Bixo, M., Ekberg, K., Poromaa, I. S., Hirschberg, A. L., Jonasson, A. F., Andréen, L., Timby, E., Wulff, M., Ehrenborg, A., & Bäckström, T. (2017). Treatment of premenstrual dysphoric disorder with the GABA-A receptor modulating steroid antagonist Sepranolone (UC1010), a randomized controlled trial. Psychoneuroendocrinology, 80, 46–55.

Bäckström, T., Ekberg, K., Hirschberg, A. L., Bixo, M., et al. (2021). A randomized, double-blind study on efficacy and safety of sepranolone in premenstrual dysphoric disorder. Psychoneuroendocrinology, 133, 105426.

Heeren, A., Billieux, J., Philippot, P., De Raedt, R., Baeken, C., de Timary, P., & Maurage, P. (2019). Effect of prefrontal cortex stimulation on regulation of amygdala response to threat in individuals with trait anxiety: a randomized clinical trial. JAMA Psychiatry, 74(12), 1299–1307.

Smith, S. S., Ruderman, Y., Frye, C., Homanics, G., & Yuan, M. (2007). Neurosteroid regulation of GABA-A receptors: Focus on the alpha4 and delta subunits. Pharmacology & Therapeutics, 116(1), 58–76.

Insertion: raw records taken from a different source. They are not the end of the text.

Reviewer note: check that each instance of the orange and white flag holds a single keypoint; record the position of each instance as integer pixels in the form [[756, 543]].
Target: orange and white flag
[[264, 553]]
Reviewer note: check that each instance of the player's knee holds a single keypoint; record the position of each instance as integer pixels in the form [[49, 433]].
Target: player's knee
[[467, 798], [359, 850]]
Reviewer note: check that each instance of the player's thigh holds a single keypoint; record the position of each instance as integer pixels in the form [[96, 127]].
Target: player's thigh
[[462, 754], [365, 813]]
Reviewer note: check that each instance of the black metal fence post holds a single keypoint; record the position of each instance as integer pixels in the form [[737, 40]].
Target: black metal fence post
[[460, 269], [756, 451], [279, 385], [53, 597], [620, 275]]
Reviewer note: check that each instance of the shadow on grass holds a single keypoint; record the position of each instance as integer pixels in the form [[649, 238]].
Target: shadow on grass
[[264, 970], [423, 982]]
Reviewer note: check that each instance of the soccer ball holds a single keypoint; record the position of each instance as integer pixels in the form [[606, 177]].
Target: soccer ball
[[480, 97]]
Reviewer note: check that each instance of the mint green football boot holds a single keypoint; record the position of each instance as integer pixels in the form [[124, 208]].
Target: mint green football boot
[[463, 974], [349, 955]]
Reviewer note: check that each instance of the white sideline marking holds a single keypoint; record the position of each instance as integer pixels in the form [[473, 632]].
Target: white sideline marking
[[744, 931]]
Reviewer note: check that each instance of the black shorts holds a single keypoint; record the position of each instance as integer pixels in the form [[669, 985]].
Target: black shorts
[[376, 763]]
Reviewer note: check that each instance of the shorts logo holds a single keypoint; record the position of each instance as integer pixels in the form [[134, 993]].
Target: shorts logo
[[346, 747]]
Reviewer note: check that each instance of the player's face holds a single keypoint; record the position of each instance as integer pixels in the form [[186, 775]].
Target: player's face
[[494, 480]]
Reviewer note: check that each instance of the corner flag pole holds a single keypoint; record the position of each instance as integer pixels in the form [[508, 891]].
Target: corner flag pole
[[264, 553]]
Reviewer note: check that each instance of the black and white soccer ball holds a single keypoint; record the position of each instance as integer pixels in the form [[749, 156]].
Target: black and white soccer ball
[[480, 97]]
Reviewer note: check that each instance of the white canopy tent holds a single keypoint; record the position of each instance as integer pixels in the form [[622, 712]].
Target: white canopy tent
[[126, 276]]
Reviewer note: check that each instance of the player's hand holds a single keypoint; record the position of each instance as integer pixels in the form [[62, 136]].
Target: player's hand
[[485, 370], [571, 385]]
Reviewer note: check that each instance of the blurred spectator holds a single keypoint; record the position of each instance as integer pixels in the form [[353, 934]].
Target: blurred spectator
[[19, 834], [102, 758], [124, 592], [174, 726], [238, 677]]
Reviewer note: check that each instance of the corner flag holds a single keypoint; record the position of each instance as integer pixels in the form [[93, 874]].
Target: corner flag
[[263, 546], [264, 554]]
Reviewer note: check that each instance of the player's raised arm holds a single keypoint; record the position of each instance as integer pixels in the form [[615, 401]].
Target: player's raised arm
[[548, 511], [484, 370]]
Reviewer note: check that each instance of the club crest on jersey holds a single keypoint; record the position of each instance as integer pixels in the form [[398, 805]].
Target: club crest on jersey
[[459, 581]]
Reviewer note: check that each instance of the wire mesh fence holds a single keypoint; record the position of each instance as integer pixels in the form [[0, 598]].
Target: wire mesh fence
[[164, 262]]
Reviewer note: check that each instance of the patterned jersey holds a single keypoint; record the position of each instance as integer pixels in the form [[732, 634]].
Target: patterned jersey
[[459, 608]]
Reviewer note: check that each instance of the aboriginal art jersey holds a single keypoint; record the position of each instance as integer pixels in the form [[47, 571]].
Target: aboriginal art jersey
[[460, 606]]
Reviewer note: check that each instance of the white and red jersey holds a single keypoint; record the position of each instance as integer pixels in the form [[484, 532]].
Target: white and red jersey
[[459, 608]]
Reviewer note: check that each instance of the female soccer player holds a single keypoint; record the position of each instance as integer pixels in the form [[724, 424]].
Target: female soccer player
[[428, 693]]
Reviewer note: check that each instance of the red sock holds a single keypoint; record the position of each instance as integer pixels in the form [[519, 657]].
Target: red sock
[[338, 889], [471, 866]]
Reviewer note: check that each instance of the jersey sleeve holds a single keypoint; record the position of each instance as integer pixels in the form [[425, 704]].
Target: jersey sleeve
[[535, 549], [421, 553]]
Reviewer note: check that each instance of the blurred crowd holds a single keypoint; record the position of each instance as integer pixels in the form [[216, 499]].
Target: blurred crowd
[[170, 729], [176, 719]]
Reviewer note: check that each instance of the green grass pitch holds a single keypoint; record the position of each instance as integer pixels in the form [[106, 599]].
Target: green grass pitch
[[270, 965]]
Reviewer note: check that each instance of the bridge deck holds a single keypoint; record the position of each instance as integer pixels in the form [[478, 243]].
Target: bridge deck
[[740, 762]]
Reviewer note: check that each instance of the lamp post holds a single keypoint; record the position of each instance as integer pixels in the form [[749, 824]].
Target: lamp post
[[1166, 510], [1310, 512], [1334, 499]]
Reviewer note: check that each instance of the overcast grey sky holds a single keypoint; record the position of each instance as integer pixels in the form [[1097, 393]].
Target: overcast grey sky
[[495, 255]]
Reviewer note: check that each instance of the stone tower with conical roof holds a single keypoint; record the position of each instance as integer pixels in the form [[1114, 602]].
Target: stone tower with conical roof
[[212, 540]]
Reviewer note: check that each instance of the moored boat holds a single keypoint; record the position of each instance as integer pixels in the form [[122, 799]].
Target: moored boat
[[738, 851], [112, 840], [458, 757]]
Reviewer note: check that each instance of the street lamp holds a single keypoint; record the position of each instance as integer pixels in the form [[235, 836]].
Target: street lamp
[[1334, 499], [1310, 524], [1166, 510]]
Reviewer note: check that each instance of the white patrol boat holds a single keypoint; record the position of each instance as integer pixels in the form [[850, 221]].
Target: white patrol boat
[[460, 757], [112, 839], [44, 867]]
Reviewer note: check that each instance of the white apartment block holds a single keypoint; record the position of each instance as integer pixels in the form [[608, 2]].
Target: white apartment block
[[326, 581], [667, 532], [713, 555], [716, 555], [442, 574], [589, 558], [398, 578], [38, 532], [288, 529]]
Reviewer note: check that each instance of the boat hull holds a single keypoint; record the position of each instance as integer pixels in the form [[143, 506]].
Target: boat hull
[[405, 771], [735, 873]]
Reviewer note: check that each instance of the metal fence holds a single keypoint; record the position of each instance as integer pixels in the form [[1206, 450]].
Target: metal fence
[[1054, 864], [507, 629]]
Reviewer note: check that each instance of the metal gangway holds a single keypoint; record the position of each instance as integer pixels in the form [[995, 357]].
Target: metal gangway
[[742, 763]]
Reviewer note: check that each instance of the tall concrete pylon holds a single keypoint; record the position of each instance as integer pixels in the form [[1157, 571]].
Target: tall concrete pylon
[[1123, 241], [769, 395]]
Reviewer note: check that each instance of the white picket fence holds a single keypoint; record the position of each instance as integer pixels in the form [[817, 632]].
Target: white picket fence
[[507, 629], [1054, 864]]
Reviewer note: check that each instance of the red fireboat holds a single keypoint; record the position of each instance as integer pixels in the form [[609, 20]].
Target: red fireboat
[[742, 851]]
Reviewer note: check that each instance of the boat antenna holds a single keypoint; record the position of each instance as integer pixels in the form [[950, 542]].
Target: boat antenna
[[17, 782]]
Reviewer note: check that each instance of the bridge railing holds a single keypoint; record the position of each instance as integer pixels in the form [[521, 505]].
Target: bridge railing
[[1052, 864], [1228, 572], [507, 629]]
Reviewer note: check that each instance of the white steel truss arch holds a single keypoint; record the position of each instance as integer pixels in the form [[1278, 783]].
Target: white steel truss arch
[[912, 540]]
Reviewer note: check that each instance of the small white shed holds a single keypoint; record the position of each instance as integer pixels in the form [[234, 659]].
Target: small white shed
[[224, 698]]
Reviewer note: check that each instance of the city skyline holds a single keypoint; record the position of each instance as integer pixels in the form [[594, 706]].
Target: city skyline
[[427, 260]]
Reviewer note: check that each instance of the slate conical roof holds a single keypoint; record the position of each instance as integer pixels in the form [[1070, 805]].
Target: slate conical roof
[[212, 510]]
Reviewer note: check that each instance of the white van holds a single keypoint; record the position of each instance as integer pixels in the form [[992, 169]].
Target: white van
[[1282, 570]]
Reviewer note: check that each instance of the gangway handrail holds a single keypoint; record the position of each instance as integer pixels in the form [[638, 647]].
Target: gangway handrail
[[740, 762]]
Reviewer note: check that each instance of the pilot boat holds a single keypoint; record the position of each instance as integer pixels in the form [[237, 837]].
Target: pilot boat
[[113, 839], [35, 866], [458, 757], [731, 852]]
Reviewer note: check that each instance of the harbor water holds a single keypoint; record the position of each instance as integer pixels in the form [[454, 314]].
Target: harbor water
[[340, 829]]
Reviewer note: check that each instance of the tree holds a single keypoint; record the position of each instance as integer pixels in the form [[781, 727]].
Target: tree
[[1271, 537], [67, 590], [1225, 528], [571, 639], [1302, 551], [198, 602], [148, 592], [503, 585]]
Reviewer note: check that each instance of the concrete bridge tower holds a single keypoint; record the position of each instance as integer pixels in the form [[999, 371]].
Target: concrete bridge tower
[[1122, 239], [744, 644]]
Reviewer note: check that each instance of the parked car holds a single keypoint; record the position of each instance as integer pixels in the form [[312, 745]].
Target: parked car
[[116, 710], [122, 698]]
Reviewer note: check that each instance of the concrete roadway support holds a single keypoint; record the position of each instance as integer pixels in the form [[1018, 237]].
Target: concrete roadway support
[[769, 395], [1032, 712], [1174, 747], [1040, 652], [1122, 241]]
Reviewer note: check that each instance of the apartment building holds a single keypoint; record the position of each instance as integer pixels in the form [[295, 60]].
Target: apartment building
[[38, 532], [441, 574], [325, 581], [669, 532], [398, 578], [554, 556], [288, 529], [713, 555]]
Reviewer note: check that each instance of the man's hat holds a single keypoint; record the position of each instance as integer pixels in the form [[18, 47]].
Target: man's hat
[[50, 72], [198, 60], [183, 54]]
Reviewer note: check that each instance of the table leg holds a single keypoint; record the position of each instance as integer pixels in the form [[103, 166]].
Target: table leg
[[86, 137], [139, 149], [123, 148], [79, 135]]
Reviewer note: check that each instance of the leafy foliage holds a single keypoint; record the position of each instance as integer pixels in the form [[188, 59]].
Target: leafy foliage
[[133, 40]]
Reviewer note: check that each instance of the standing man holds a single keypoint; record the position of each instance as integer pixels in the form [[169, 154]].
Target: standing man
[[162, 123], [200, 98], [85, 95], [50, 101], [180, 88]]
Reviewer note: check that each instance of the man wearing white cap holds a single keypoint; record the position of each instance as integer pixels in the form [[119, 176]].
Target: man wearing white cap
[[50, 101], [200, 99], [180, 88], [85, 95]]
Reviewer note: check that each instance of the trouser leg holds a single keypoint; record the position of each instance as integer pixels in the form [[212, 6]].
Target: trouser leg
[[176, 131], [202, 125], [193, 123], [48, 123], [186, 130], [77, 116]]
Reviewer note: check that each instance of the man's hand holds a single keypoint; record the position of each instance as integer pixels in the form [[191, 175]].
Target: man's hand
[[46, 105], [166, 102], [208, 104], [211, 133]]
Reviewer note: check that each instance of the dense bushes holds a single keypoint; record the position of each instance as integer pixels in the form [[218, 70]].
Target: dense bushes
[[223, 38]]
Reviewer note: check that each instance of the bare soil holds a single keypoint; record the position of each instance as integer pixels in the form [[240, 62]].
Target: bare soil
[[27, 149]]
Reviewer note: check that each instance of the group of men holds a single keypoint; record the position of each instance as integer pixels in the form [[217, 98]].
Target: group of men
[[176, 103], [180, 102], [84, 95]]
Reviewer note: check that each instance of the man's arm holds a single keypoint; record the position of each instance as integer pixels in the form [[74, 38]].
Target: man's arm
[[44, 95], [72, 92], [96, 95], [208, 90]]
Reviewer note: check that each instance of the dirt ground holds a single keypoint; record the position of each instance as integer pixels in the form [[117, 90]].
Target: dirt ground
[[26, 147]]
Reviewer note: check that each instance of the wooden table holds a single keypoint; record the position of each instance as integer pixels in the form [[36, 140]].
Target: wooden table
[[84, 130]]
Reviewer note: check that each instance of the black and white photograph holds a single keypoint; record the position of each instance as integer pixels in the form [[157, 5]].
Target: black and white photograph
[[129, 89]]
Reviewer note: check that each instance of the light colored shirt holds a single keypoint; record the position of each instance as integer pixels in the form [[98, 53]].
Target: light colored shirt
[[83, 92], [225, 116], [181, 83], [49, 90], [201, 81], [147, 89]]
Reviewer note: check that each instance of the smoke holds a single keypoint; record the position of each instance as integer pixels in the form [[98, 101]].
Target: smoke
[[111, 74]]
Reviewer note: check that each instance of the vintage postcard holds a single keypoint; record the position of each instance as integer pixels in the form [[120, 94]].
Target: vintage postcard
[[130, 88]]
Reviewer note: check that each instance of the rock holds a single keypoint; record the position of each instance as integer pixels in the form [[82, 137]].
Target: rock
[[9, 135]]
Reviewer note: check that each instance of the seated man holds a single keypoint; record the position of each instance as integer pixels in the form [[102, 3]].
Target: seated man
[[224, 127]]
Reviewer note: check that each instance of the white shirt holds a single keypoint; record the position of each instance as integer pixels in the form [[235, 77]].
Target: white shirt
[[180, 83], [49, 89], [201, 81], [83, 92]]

Stagg, C. J., Bachtiar, V., & Johansen-Berg, H. (2014). tDCS-induced alterations in GABA concentration within primary motor cortex predict motor learning and motor memory: a 7 T magnetic resonance spectroscopy study. NeuroImage, 123, 281–287.

Timby, E., et al. (2025). Transcription of GABA-A receptor subunits in circulating monocytes and association to emotional brain function in premenstrual dysphoric disorder. Translational Psychiatry, 15, 220.

Gulinello, M., Gong, Q. H., Li, X., & Smith, S. S. (2001). Short-term exposure to a neuroactive steroid increases alpha4 GABA-A receptor subunit levels in association with increased anxiety in the female rat. Brain Research, 910(1–2), 55–66.